Stakeholders harp on electricity access in powering productivity, economic growth

By Udeme Akpan

Stakeholders have emphasised the importance of improved electricity access in driving productivity and achieving economic prosperity.

This call was made at the National Stakeholders Engagement Workshop hosted by the Rural Electrification Agency (REA) in Abuja, yesterday, with the theme, “Unlocking and Scaling the Sustainable Adoption of Productive Use of Energy Technologies Across Nigeria: Harmonising Financing Opportunities and Policy Frameworks”.

At the event, Minister of Power, Joseph Tegbe, emphasised that the current administration is shifting the focus of electrification from mere infrastructure to tangible economic empowerment.

“Our approach to energy diversification under the administration of President Bola Tinubu reflects a simple but profound truth: rural electrification is no longer about extending wires into communities. It is about extending opportunity, creating prosperity, enabling enterprise, and transforming electricity from a social service into an economic catalyst,” Tegbe stated.

Expanding on the need for actionable outcomes, the minister challenged stakeholders to rethink how success is measured within the power sector.

“When we speak about electricity, we often measure success by megawatts generated, kilometres of distribution lines constructed, or the number of households connected. Those are important indicators. But they are not the ultimate objective. The true measure of success is what electricity enables,” he explained.

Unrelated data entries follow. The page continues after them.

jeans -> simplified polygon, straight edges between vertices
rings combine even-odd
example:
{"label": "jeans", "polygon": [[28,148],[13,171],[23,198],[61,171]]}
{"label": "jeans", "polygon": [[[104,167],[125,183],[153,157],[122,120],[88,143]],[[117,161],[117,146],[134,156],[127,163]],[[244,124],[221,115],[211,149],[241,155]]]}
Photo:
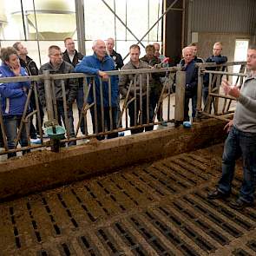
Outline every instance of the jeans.
{"label": "jeans", "polygon": [[[104,107],[104,125],[107,124],[108,130],[110,131],[110,115],[109,115],[109,108]],[[96,112],[97,112],[97,123],[95,123],[95,108],[90,108],[90,115],[92,117],[92,123],[93,123],[93,130],[94,134],[96,133],[96,125],[98,128],[98,133],[102,132],[102,108],[100,105],[96,105]],[[116,116],[117,116],[117,108],[112,108],[112,123],[113,123],[113,129],[116,129]],[[112,133],[108,135],[108,139],[112,139],[118,137],[118,133]],[[96,136],[98,141],[102,141],[105,139],[104,135],[98,135]]]}
{"label": "jeans", "polygon": [[218,184],[220,192],[231,192],[235,161],[240,156],[243,161],[243,182],[240,198],[251,203],[253,202],[256,181],[256,134],[242,132],[232,127],[222,155],[222,175]]}
{"label": "jeans", "polygon": [[[82,88],[82,86],[79,86],[79,88],[78,88],[78,91],[77,91],[77,95],[76,95],[76,104],[77,104],[77,108],[78,108],[78,115],[79,115],[79,118],[80,118],[82,108],[83,106],[83,88]],[[83,135],[85,135],[83,116],[81,120],[80,129],[81,129],[81,132]]]}
{"label": "jeans", "polygon": [[196,102],[197,102],[197,95],[196,93],[193,94],[185,94],[185,102],[184,102],[184,121],[189,121],[189,100],[192,99],[192,117],[195,117],[196,114]]}
{"label": "jeans", "polygon": [[[62,125],[62,120],[64,126],[66,128],[63,102],[61,101],[57,101],[56,103],[57,103],[58,123],[59,125]],[[69,125],[70,137],[75,137],[72,106],[70,106],[70,108],[68,109],[68,125]],[[75,141],[69,142],[69,146],[73,146],[73,145],[76,145]]]}
{"label": "jeans", "polygon": [[208,96],[208,92],[209,92],[208,87],[204,86],[203,89],[202,89],[202,95],[203,95],[203,102],[204,102],[204,105],[206,105],[207,99],[207,96]]}
{"label": "jeans", "polygon": [[[21,115],[10,115],[3,116],[3,125],[5,128],[6,137],[7,137],[7,145],[8,149],[13,149],[15,148],[15,139],[17,136],[17,130],[21,123],[22,116]],[[21,133],[21,138],[19,141],[22,147],[28,146],[28,137],[26,134],[25,124],[23,125],[23,129]],[[23,154],[28,153],[29,150],[23,151]],[[16,156],[16,154],[8,153],[8,158]]]}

Tegbe further stressed that electricity by itself does not transform an economy, it becomes transformational only when it powers productivity.

This, he noted, is why the Productive Use of Energy (PUE) agenda sits at the critical intersection of energy, agriculture, industrialisation, financial inclusion, climate resilience, food security, rural development, and job creation.

In his remarks, Managing Director of REA, Dr. Abba Aliyu, called for improved synergy and collaboration between the agency, other Ministries, Departments, and Agencies (MDAs), and development partners.

He noted that collaboration at the design stage, rather than during deployment, will optimise the use of funds and help develop replicable systems.

“Projects are managed by a project team. They are scoped, budgeted, delivered, and closed. Nigeria has had many such projects in the energy and agriculture space, some successful, some not, and the communities they were designed to serve have lived with the results of both. What we are trying to build today is something different – a system.

“Systems do not end when the funding cycle closes. They endure because the institutions that make them work have authority, political backing, and a coordination mechanism that holds them together over time. That is what this alignment is designed to be, and that is what this workshop series is designed to produce,” Aliyu said.